Compound 22 was also screened for off-target activity at 47 targets at a concentration of 10 μM. The screened targets included monoamine receptors, monoamine transporters, histamine receptors, muscarinic acetylcholine receptors, glutamate receptors, GABA receptors, opioid receptors, and sigma receptors. There were five hits (>50% binding inhibition), which included the serotonin transporter (SERT), dopamine transporter (DAT), and norepinephrine transporter (NET), as well as the sigma σ_{1} and σ_{2} receptors. Its affinities (K_{i}) were 1,800 nM for the SERT, 1,053 nM for the DAT, 1,902 nM for the NET, 276 nM for the sigma σ_{1} receptor, and 412 nM for the sigma σ_{2} receptor. Although compound 22 bound with significant affinity to the DAT, it did not inhibit dopamine reuptake and did not interfere with cocaine-induced dopamine reuptake inhibition at concentrations of up to 100 μM.

====Effects====
Compound 22 increases the firing rate of dopaminergic neurons in mouse ventral tegmental area (VTA) slices ex vivo similarly to the TAAR1 antagonist EPPTB. It increased the firing rate by 88% at a concentration of 100 μM, whereas EPPTB increased the firing rate by 74% at a concentration of 10 nM.

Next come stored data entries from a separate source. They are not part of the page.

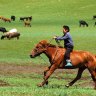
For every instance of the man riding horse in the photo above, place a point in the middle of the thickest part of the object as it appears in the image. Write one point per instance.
(68, 44)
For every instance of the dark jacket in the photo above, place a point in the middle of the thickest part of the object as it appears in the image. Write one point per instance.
(68, 42)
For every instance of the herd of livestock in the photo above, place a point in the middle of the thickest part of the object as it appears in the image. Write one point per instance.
(13, 32)
(27, 22)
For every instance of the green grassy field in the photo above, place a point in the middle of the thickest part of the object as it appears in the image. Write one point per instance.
(48, 18)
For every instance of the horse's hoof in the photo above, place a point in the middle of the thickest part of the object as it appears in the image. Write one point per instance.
(39, 85)
(67, 86)
(46, 82)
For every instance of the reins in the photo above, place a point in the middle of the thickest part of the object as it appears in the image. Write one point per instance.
(58, 43)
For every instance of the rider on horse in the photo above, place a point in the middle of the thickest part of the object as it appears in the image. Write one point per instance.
(68, 44)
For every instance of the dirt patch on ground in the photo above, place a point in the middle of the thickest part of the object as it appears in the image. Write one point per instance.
(13, 69)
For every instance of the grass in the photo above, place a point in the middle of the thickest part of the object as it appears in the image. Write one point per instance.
(48, 18)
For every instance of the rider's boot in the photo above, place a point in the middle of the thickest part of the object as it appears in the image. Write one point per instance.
(68, 63)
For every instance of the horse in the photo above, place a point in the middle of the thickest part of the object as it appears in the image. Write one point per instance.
(2, 29)
(6, 19)
(84, 23)
(80, 59)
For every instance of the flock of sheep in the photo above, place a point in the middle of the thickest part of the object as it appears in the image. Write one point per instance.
(13, 32)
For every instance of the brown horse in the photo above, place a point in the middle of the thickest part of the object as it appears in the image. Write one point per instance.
(80, 59)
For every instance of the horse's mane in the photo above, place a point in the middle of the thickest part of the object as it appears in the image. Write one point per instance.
(51, 45)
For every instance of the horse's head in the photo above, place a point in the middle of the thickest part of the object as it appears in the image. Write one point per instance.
(39, 49)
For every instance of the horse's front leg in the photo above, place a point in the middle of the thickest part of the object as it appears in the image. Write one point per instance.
(45, 72)
(48, 74)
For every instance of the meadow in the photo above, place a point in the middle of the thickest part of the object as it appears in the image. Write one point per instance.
(19, 74)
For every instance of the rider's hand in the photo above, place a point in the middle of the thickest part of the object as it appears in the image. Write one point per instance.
(54, 37)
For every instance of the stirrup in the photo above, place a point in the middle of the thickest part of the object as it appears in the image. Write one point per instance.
(68, 65)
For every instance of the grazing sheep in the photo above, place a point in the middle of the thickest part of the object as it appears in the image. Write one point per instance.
(95, 24)
(84, 23)
(26, 18)
(13, 18)
(94, 17)
(27, 23)
(10, 35)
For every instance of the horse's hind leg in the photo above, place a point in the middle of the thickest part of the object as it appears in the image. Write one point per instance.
(45, 71)
(93, 75)
(79, 74)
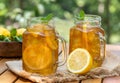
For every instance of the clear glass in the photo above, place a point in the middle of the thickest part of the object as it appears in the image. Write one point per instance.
(40, 48)
(89, 35)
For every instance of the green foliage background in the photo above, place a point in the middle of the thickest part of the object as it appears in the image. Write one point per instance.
(14, 12)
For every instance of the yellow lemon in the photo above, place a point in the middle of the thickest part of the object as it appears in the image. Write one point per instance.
(4, 31)
(79, 61)
(20, 31)
(37, 57)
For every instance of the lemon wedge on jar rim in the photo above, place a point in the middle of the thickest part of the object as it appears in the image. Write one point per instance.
(79, 61)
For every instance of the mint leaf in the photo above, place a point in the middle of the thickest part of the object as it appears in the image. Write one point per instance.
(13, 32)
(80, 16)
(2, 37)
(47, 18)
(7, 39)
(17, 38)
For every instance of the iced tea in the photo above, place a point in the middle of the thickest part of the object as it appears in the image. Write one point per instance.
(40, 49)
(91, 37)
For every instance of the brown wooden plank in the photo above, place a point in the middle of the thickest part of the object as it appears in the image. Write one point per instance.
(3, 66)
(21, 80)
(7, 77)
(92, 81)
(112, 80)
(73, 82)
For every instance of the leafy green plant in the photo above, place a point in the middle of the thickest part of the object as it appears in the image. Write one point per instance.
(47, 18)
(13, 37)
(80, 16)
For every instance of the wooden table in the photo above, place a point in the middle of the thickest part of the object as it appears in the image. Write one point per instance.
(6, 76)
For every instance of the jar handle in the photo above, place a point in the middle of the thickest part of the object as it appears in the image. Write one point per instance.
(102, 45)
(64, 51)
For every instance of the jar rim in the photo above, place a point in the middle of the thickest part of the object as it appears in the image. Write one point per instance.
(90, 18)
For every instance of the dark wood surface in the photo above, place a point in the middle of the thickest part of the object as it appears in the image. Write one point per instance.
(6, 76)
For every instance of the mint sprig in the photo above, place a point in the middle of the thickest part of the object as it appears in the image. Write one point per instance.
(46, 19)
(80, 16)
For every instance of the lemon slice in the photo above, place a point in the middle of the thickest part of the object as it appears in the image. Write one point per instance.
(79, 61)
(37, 57)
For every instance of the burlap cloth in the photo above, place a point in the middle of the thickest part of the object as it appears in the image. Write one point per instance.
(110, 67)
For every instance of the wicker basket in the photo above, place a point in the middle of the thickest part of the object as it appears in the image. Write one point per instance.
(10, 49)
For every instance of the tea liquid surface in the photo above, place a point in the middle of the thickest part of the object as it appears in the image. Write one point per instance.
(87, 38)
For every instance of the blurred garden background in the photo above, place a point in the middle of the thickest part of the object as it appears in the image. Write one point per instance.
(13, 14)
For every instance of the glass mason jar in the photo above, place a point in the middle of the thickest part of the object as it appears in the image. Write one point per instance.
(40, 48)
(89, 35)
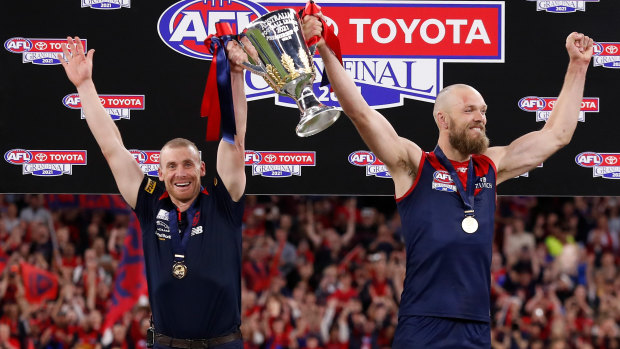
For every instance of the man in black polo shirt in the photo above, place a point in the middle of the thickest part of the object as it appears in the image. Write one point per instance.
(191, 235)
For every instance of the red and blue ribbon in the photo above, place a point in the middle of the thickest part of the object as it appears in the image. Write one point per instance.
(328, 34)
(217, 100)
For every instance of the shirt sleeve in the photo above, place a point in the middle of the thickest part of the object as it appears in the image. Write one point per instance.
(150, 191)
(231, 210)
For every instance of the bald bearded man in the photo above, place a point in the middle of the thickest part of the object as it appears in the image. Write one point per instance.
(446, 198)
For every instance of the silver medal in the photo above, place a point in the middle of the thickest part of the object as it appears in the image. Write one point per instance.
(469, 224)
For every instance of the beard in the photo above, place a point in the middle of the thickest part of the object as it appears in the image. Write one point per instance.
(465, 144)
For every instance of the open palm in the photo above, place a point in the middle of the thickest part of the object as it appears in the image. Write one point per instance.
(78, 66)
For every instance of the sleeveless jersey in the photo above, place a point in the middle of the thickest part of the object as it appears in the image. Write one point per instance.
(448, 270)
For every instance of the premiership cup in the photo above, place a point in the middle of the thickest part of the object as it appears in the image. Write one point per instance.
(285, 63)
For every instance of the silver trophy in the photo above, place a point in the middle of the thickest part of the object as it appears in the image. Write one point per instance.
(285, 63)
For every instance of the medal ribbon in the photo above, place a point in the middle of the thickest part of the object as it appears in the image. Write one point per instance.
(467, 197)
(179, 246)
(328, 34)
(217, 100)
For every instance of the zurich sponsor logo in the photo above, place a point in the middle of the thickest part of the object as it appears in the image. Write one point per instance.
(184, 25)
(588, 159)
(162, 227)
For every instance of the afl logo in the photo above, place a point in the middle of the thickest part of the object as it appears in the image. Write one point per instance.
(185, 25)
(154, 158)
(18, 156)
(589, 159)
(442, 177)
(532, 103)
(139, 155)
(18, 45)
(252, 157)
(362, 158)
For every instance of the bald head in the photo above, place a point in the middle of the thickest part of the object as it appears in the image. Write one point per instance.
(446, 97)
(181, 143)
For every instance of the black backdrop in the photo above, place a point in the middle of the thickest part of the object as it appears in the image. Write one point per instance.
(132, 59)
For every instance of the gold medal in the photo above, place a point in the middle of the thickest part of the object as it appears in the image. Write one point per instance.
(469, 224)
(179, 270)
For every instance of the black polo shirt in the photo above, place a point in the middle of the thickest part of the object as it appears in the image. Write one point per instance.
(205, 303)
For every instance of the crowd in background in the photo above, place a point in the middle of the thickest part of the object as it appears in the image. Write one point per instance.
(322, 272)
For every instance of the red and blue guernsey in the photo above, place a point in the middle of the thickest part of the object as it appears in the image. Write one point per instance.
(448, 257)
(205, 300)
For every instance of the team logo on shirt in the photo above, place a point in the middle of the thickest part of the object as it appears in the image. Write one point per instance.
(395, 50)
(278, 164)
(150, 186)
(162, 214)
(374, 166)
(196, 230)
(606, 165)
(607, 55)
(544, 105)
(46, 163)
(561, 6)
(106, 4)
(148, 160)
(118, 106)
(38, 51)
(442, 181)
(527, 174)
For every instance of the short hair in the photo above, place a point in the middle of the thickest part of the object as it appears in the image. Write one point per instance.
(181, 143)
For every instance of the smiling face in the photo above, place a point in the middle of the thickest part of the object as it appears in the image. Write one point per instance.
(180, 169)
(462, 113)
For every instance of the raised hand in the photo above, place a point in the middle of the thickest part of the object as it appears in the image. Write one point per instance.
(580, 47)
(311, 26)
(237, 55)
(78, 66)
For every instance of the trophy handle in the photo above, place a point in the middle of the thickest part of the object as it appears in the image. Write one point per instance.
(252, 66)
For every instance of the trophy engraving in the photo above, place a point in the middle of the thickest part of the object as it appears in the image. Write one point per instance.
(285, 63)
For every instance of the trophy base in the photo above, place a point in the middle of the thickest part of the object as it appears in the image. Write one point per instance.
(316, 119)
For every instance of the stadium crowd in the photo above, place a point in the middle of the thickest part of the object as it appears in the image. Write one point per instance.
(318, 272)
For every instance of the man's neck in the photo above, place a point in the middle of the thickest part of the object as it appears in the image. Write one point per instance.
(181, 205)
(450, 152)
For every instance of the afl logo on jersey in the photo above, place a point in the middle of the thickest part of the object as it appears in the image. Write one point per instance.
(442, 181)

Compound 22 decreased basal locomotor activity in mice in vivo significantly by 58% at 5 mg/kg and non-significantly by 26% at 30 mg/kg. It was not found to stimulate locomotion at any dose. In subsequent experiments, compound 22 did not significantly affect locomotor activity at 5 or 25 mg/kg in either normal mice or TAAR1 knockout mice.

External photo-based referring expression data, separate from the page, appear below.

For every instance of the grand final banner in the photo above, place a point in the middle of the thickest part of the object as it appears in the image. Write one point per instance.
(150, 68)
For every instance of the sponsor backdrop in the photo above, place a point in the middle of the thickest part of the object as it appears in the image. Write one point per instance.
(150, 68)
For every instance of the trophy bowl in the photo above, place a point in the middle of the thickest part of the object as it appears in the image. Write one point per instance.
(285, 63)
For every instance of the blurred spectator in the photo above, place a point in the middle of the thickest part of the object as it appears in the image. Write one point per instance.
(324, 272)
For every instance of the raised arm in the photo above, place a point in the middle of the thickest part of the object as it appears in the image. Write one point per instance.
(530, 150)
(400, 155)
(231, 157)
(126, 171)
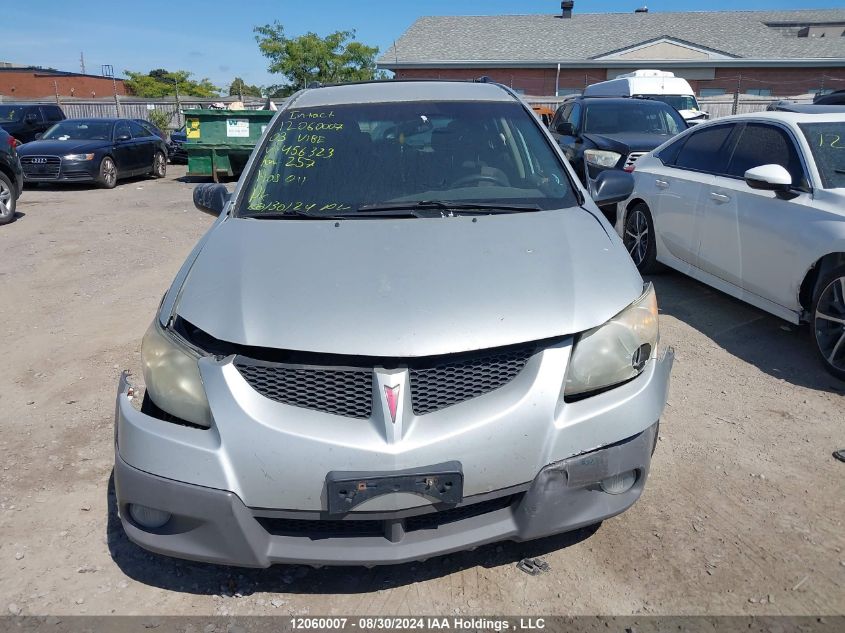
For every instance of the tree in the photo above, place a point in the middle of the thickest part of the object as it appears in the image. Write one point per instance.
(161, 83)
(337, 58)
(239, 87)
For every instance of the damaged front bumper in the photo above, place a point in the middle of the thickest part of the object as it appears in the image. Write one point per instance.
(212, 523)
(215, 526)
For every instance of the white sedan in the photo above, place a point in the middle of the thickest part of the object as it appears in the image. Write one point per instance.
(753, 205)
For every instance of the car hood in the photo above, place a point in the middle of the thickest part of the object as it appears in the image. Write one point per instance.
(407, 287)
(628, 141)
(59, 148)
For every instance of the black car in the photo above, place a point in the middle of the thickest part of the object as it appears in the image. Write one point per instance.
(11, 177)
(94, 150)
(26, 121)
(598, 133)
(177, 151)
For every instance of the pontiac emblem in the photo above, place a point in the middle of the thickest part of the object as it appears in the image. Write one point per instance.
(391, 394)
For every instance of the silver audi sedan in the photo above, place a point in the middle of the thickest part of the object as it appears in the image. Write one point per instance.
(409, 332)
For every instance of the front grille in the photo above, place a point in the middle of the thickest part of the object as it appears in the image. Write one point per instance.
(41, 167)
(632, 158)
(435, 383)
(341, 391)
(440, 386)
(332, 528)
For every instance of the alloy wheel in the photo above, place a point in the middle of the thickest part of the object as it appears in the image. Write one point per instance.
(636, 236)
(5, 200)
(829, 323)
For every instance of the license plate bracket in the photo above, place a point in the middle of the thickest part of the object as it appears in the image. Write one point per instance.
(443, 483)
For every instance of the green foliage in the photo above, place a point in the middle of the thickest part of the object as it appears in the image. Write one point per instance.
(160, 119)
(239, 87)
(337, 58)
(162, 83)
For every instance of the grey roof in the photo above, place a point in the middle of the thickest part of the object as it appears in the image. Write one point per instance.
(549, 38)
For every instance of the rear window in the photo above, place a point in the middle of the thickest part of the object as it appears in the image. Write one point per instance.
(637, 117)
(340, 158)
(827, 143)
(10, 113)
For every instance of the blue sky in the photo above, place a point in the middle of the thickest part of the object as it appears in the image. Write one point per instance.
(218, 42)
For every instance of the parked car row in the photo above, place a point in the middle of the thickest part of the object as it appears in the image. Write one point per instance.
(753, 205)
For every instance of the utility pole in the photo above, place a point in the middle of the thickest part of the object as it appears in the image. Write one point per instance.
(178, 106)
(736, 94)
(108, 71)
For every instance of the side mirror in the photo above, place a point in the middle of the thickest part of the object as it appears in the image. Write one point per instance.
(611, 186)
(769, 178)
(211, 198)
(564, 128)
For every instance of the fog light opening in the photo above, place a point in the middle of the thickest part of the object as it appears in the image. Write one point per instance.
(617, 484)
(148, 518)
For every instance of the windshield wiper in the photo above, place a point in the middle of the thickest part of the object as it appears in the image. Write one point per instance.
(442, 205)
(309, 215)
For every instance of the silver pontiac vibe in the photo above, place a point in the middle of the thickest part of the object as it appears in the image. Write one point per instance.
(409, 332)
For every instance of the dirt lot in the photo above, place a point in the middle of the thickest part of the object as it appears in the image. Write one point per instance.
(743, 513)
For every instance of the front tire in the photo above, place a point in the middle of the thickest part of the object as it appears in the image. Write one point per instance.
(8, 199)
(107, 177)
(639, 239)
(159, 165)
(829, 321)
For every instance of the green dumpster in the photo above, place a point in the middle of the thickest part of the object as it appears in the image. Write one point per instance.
(219, 142)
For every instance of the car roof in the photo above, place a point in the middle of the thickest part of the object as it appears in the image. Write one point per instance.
(620, 100)
(94, 118)
(787, 117)
(398, 91)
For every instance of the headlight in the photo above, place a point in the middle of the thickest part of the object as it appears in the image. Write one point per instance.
(173, 376)
(616, 351)
(601, 158)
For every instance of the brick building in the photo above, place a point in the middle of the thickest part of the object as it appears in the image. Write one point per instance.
(775, 53)
(37, 83)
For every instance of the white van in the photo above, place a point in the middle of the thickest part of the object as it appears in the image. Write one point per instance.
(656, 84)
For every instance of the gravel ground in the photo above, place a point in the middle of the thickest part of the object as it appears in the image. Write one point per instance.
(742, 514)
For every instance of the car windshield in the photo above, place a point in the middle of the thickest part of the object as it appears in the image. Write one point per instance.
(679, 102)
(827, 142)
(10, 113)
(638, 117)
(80, 130)
(349, 158)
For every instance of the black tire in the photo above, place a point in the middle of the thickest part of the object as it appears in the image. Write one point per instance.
(107, 176)
(159, 169)
(828, 321)
(8, 199)
(638, 238)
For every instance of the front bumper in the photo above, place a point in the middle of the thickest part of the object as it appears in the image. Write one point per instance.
(527, 474)
(215, 526)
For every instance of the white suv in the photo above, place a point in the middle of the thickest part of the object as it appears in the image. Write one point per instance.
(753, 205)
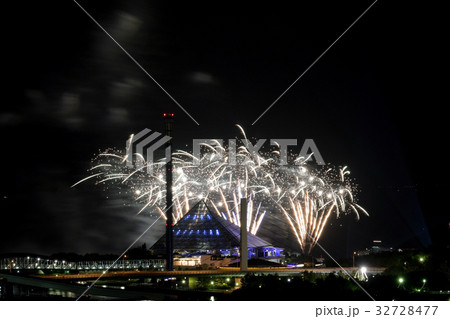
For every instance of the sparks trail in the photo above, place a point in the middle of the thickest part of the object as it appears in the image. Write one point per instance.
(307, 197)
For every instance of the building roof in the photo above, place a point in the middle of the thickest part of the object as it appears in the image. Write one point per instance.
(200, 229)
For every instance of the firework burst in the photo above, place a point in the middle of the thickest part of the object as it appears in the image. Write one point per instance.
(307, 197)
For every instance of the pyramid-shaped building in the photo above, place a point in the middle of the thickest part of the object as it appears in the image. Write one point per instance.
(201, 231)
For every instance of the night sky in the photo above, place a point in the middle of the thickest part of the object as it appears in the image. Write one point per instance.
(374, 102)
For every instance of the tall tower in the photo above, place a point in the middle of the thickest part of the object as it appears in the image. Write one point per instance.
(243, 239)
(168, 122)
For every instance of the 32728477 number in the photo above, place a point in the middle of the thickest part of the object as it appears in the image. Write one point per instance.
(406, 311)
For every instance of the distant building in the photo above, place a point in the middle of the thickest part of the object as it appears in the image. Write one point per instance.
(201, 232)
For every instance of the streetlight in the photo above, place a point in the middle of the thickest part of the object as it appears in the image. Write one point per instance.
(401, 280)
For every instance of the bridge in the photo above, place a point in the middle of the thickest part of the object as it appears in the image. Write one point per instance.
(37, 263)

The drug dose-dependently enhanced amphetamine-induced hyperlocomotion in mice. The increases were 28% at 5 mg/kg, 44% at 15 mg/kg, 57% at 20 mg/kg, and 77% at 30 mg/kg, but no difference at 50 mg/kg. Compound 22 likewise potentiated cocaine-induced hyperlocomotion in mice. The increases were 77% at 5 mg/kg, 84% at 15 mg/kg, and 124% at 25 mg/kg. Compound 22 augmented amphetamine- and cocaine-induced stereotypy as well.

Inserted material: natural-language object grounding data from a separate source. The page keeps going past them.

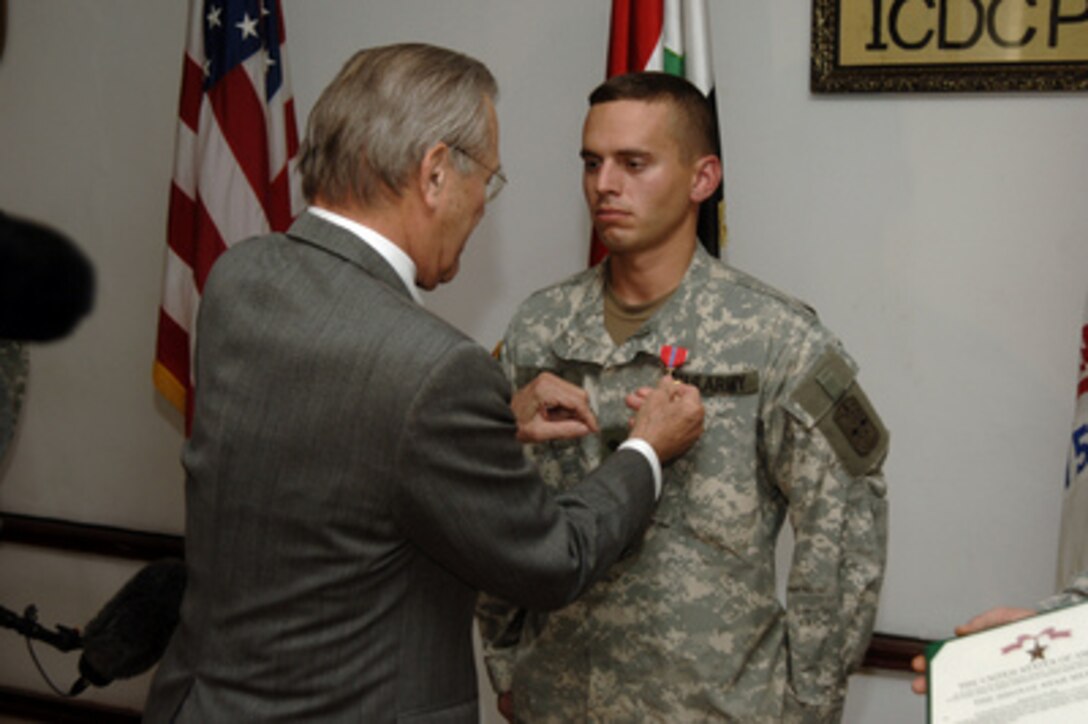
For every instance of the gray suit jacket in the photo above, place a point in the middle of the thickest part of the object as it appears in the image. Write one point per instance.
(353, 480)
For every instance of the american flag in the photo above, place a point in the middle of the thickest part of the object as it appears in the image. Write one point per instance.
(234, 164)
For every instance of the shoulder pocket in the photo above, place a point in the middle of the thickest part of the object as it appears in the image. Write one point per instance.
(830, 400)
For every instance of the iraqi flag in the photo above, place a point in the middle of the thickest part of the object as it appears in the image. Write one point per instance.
(670, 36)
(1073, 550)
(234, 164)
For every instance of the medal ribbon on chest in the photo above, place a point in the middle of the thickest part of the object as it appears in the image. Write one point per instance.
(672, 356)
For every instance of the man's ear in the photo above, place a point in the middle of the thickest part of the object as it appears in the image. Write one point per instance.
(433, 173)
(706, 178)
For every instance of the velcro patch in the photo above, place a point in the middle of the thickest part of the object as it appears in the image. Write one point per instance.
(842, 413)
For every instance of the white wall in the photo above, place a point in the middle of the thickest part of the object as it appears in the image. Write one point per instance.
(941, 236)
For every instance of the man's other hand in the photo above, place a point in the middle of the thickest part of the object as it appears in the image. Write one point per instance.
(552, 408)
(669, 417)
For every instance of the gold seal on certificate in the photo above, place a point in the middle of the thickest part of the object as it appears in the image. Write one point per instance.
(1035, 670)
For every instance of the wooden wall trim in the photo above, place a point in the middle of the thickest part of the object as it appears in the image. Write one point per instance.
(887, 651)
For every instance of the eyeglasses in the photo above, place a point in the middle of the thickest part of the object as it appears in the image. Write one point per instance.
(495, 181)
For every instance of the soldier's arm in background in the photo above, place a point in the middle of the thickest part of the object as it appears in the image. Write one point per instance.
(826, 453)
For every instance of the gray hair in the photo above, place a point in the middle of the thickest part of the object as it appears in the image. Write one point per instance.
(372, 125)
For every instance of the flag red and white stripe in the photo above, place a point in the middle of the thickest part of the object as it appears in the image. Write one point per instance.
(1073, 551)
(234, 164)
(670, 36)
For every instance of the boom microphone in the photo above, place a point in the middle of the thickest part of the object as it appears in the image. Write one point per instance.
(132, 630)
(47, 285)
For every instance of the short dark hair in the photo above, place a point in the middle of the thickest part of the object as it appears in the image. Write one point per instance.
(696, 131)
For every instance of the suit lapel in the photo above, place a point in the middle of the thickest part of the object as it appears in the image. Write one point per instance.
(314, 231)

In subsequent experiments, compound 22 potentiated amphetamine-induced hyperlocomotion in normal mice by 44% at a dose of 5 mg/kg but had no significant effect at doses of 2.5 and 15 mg/kg. In TAAR1 knockout mice, compound 22 augmented amphetamine-induced hyperlocomotion by 84% at a dose of 15 mg/kg. The drug dose-dependently potentiated cocaine-induced hyperlocomotion at doses of 5, 15, and 25 mg/kg to similar extents in both normal mice and TAAR1 knockout mice. Similar effects of compound 22 were found for amphetamine- and cocaine-induced stereotypy in normal mice and TAAR1 knockout mice.

On the basis of the preceding findings, it was concluded that compound 22 augments psychostimulant-induced hyperlocomotion in a manner that is partially or fully independent of TAAR1 antagonism. The biological targets and mechanisms of compound 22 mediating these effects are unknown.

===Pharmacokinetics===
Compound 22 was predicted to have good physicochemical and pharmacokinetic properties and to be able to cross the blood–brain barrier. As an example, its predicted logP is 3.3 to 3.7. In accordance with predictions, compound showed clear centrally mediated effects in rodents, indicating that it indeed crosses the blood–brain barrier.

==History==
Compound 22 was identified in 2015 by virtual screening of over 3 million compounds at the human TAAR1 in silico followed by experimental evaluation of 42 top candidate compounds at the TAAR1 in vitro. Compound 22 is one of the only TAAR1 antagonists that has been identified as of 2022.